Policy Framework Needed To Tackle Inequality


    The federal government’s attempts to shift the tax burden from the middle class to the top one per cent will not be enough to address rising income inequality, says a book by the Institute for Research on Public Policy (IRPP) in collaboration with the Canadian Labour Market and Skills Researcher Network. The book, released in the wake of tax hikes on Canada’s wealthiest one per cent, concludes that the federal government is on the right track, but a more comprehensive approach is needed. Co-editor Craig Riddell says, “We have looked at this question from all angles and the bottom line is this: income inequality in Canada has increased substantially over this period, primarily due to the dramatic increases in income among top earners and the general lack of progress for the middle class and those at the bottom of the distribution. These trends are worrisome, especially given signs of decline in both income and intergenerational mobility over time.” For their conclusion, the editors of ‘Income Inequality: The Canadian Story’ support the proposed Canada Child Benefit and believe it should be complemented by a substantial expansion of the Working Income Tax Benefit.

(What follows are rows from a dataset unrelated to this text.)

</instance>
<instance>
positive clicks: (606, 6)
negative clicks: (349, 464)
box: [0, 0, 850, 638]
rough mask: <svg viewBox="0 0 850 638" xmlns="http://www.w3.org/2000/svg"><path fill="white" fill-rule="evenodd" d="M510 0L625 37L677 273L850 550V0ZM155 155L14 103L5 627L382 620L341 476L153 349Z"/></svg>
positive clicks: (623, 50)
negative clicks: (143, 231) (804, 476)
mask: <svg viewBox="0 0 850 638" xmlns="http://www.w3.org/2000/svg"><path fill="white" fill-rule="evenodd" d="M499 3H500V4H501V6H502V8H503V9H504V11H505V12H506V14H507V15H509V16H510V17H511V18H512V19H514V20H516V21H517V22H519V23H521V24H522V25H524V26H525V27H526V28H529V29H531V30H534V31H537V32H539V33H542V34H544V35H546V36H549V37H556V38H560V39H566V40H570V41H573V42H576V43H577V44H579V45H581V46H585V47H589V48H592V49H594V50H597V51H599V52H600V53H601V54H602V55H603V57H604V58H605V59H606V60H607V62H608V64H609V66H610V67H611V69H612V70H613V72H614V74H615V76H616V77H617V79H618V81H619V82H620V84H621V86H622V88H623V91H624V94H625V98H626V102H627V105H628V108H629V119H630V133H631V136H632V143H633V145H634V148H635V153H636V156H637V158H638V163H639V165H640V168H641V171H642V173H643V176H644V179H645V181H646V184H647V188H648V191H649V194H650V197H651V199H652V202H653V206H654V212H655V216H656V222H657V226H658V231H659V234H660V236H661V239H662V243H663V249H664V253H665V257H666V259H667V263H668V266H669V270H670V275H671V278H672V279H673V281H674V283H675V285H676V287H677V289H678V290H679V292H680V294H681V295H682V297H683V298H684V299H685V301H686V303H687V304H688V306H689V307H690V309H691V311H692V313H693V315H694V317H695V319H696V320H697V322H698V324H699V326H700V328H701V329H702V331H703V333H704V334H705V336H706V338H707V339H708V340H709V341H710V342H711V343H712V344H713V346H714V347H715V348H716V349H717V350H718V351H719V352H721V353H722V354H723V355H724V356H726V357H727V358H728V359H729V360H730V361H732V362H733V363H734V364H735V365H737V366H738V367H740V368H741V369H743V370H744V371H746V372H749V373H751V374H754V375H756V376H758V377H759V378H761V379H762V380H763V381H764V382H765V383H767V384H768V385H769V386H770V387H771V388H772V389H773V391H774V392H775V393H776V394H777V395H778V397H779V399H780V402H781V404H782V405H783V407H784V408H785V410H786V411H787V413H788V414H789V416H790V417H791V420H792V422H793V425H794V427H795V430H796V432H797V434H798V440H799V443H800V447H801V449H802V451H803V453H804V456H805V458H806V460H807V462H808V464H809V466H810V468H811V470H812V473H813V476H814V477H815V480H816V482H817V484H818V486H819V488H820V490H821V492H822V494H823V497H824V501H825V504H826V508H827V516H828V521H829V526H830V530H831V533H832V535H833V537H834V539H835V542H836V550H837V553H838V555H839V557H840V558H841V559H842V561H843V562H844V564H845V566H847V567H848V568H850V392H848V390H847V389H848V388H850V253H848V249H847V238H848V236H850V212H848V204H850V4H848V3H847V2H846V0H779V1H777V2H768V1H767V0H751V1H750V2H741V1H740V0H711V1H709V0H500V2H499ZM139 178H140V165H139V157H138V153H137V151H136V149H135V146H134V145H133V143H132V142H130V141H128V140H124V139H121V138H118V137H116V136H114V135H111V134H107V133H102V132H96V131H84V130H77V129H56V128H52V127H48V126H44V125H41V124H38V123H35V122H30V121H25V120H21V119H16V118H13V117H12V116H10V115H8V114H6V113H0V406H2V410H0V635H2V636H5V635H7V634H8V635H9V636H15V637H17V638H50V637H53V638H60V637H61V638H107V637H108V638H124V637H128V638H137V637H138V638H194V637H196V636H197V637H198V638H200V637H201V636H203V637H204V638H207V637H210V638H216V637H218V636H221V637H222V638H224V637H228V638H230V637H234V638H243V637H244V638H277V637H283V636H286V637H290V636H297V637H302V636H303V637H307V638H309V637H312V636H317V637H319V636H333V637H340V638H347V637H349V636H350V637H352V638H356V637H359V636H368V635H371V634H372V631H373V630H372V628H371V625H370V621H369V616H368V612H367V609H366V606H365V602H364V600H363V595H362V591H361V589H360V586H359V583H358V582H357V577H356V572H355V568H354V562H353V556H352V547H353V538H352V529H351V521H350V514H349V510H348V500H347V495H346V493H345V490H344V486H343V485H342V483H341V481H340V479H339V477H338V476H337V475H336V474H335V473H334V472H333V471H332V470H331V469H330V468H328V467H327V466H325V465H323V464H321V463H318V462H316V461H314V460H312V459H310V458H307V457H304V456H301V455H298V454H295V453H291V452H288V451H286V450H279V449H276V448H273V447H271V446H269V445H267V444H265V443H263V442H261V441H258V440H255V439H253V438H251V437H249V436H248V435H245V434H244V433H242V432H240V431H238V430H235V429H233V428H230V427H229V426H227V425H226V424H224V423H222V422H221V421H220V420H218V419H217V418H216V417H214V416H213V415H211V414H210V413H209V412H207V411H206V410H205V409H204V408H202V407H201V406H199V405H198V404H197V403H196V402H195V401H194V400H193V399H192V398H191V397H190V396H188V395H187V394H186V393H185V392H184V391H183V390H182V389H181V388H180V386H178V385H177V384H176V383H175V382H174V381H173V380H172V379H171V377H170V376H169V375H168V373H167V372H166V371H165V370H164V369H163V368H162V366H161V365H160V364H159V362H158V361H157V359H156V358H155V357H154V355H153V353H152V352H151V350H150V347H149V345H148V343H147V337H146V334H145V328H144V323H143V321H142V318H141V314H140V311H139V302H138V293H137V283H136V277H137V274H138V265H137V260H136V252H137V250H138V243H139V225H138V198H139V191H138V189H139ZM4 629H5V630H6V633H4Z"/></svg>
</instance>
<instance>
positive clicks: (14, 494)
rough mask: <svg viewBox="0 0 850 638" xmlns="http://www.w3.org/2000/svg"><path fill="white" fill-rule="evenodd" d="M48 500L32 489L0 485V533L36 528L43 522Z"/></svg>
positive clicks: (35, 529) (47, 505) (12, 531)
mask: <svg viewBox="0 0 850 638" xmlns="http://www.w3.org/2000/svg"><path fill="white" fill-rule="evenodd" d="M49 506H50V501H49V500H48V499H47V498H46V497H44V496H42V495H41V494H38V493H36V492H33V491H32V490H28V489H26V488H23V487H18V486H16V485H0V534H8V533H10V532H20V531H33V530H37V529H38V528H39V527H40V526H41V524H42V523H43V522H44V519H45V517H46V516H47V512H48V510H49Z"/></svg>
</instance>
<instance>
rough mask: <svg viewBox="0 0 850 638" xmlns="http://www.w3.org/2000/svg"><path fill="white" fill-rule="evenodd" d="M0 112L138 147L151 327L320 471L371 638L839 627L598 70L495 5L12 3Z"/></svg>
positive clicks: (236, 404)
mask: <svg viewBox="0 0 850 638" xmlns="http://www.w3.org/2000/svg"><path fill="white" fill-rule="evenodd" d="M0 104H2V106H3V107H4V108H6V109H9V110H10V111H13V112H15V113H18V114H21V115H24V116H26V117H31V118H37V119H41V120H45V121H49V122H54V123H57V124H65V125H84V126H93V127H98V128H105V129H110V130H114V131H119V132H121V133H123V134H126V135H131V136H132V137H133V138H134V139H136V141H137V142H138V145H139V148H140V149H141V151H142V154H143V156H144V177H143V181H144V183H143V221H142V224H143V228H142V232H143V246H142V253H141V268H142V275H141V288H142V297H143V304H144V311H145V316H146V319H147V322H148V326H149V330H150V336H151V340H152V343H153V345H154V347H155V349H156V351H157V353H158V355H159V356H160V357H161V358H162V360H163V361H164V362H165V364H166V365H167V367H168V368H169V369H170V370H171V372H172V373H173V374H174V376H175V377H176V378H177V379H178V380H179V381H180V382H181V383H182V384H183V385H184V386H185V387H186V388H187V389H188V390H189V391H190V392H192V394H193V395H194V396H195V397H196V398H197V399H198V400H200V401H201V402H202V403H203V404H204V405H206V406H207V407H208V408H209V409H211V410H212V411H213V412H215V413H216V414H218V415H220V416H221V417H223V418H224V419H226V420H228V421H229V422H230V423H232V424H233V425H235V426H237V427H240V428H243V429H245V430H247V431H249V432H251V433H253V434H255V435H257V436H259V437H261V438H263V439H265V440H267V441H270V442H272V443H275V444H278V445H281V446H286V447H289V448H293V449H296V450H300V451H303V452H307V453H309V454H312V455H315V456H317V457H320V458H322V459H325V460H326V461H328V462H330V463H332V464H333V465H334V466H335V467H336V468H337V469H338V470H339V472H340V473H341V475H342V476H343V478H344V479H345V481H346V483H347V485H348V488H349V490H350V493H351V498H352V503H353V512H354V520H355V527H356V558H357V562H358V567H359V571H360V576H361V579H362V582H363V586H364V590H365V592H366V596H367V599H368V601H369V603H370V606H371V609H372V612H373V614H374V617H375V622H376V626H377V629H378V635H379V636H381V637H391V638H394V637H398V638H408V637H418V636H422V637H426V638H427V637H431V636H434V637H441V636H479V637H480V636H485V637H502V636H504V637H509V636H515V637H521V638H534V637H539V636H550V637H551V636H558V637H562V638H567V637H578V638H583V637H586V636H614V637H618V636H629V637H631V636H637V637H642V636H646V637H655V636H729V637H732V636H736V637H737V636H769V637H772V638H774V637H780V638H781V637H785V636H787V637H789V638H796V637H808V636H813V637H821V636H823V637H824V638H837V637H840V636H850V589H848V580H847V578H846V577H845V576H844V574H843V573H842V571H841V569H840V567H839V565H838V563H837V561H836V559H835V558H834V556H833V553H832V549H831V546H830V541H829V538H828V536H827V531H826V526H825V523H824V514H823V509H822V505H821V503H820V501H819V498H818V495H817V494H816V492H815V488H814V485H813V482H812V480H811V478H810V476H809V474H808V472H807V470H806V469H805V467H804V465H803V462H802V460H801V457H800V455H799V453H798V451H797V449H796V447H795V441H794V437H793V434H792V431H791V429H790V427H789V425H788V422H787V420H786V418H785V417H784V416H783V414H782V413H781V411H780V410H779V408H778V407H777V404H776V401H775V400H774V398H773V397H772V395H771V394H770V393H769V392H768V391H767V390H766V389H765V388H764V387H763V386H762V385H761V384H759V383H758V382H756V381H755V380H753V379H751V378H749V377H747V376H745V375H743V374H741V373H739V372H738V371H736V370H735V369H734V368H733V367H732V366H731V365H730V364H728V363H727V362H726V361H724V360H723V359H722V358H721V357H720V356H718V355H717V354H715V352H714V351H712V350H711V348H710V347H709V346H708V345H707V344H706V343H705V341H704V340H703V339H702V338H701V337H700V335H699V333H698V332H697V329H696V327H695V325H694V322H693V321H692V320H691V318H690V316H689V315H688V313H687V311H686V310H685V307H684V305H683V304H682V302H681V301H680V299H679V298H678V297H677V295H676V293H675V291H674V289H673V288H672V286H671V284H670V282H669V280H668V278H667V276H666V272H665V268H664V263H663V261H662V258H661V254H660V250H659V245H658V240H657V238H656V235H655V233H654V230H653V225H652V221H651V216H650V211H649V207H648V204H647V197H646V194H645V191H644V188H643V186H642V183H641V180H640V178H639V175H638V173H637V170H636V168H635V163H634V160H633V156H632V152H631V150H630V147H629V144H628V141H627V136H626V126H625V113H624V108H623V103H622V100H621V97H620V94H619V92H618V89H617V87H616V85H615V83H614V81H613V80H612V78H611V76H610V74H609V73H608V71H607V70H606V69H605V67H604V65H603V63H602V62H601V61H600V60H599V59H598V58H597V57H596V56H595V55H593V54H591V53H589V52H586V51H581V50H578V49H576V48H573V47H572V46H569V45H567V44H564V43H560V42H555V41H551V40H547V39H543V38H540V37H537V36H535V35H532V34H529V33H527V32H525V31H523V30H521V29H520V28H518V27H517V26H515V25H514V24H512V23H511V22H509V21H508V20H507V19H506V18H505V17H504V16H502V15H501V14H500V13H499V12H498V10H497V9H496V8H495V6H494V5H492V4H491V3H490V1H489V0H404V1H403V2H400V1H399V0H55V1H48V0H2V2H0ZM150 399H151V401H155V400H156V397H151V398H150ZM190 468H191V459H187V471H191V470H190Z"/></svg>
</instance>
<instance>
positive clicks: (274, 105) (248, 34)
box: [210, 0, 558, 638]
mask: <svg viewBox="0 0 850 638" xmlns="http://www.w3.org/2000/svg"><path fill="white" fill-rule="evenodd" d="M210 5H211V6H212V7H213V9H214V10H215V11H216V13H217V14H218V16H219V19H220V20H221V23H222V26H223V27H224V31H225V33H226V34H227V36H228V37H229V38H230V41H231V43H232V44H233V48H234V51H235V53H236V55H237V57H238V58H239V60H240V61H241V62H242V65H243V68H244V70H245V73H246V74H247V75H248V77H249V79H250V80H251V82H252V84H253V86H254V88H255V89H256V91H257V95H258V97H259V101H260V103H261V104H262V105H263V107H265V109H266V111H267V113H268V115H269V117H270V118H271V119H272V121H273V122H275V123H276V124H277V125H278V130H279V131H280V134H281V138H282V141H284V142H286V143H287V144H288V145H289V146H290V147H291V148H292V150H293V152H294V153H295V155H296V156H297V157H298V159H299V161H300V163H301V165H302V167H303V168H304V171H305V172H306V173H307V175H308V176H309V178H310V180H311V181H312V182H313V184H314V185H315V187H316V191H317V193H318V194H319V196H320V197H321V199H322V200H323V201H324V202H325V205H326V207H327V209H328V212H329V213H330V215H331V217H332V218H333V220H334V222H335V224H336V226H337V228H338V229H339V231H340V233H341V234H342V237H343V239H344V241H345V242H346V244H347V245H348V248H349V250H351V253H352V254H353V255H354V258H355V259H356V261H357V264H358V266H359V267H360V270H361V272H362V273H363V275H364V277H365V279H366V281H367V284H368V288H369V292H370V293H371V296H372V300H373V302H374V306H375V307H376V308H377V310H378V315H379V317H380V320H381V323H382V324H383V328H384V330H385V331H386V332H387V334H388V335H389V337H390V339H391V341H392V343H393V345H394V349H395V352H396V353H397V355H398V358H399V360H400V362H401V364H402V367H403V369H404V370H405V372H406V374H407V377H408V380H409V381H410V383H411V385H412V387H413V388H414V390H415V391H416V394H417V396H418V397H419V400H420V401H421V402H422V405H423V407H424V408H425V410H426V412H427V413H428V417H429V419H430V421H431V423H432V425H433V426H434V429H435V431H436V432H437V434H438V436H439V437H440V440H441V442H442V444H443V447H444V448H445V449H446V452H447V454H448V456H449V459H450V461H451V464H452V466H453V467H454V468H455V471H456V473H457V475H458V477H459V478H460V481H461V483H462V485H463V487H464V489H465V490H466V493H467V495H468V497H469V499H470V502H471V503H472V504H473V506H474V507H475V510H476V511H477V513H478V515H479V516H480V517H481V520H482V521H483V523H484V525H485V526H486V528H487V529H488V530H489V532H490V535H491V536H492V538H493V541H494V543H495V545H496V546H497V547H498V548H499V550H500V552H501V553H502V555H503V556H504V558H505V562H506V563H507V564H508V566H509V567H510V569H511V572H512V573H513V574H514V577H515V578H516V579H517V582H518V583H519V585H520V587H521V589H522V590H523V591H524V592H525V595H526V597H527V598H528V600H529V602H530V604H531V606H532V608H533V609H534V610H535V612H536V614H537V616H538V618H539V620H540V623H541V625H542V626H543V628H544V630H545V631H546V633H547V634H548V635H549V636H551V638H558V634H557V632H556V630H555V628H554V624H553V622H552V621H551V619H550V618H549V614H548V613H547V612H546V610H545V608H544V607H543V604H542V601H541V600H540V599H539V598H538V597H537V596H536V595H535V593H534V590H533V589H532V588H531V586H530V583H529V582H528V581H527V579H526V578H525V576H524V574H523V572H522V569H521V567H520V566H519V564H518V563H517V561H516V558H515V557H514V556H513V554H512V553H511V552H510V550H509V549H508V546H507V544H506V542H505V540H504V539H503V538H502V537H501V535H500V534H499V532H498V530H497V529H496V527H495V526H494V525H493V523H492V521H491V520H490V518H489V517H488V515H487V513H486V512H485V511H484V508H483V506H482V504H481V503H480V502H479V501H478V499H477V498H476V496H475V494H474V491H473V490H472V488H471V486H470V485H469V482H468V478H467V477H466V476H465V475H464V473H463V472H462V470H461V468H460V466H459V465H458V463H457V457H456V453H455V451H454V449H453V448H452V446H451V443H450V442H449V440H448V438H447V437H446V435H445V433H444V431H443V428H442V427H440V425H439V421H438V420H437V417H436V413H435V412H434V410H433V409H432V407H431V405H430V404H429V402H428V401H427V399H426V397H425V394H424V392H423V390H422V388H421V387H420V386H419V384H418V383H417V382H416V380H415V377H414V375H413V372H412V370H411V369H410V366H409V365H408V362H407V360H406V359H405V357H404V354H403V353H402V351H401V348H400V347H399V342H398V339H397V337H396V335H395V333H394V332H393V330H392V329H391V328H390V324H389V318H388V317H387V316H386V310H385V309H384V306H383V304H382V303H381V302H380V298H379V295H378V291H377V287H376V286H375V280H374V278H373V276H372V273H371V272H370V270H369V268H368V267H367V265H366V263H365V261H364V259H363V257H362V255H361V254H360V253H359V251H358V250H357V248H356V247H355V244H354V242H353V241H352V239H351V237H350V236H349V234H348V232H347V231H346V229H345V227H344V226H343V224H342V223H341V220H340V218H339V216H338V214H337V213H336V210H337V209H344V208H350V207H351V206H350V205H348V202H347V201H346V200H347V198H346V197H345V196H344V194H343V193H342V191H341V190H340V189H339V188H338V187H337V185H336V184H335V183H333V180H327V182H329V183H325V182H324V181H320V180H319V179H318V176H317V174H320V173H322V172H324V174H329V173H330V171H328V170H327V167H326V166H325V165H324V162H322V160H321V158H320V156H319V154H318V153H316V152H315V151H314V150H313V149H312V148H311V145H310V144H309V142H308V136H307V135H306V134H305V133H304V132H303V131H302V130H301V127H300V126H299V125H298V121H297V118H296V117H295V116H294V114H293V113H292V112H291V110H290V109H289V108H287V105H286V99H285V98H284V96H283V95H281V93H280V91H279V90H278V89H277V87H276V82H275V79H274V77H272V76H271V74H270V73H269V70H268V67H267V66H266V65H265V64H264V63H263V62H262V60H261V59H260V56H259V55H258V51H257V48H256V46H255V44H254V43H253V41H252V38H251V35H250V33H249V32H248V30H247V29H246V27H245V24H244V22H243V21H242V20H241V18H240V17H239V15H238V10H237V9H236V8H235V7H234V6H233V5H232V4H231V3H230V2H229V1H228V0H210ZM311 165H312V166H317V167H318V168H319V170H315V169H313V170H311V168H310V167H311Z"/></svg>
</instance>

At the same time, Canada’s social assistance and employment insurance systems need to be substantially revamped to better address the needs of working-age adults who are falling through the gaps in the social safety net. They also conclude, however, that a more stable and longer-term solution to inequality will depend on policies that affect the distribution of income before taxes and transfers, such as education, minimum wages, and unionization, although they warn that doing more of the same in these areas is not the answer.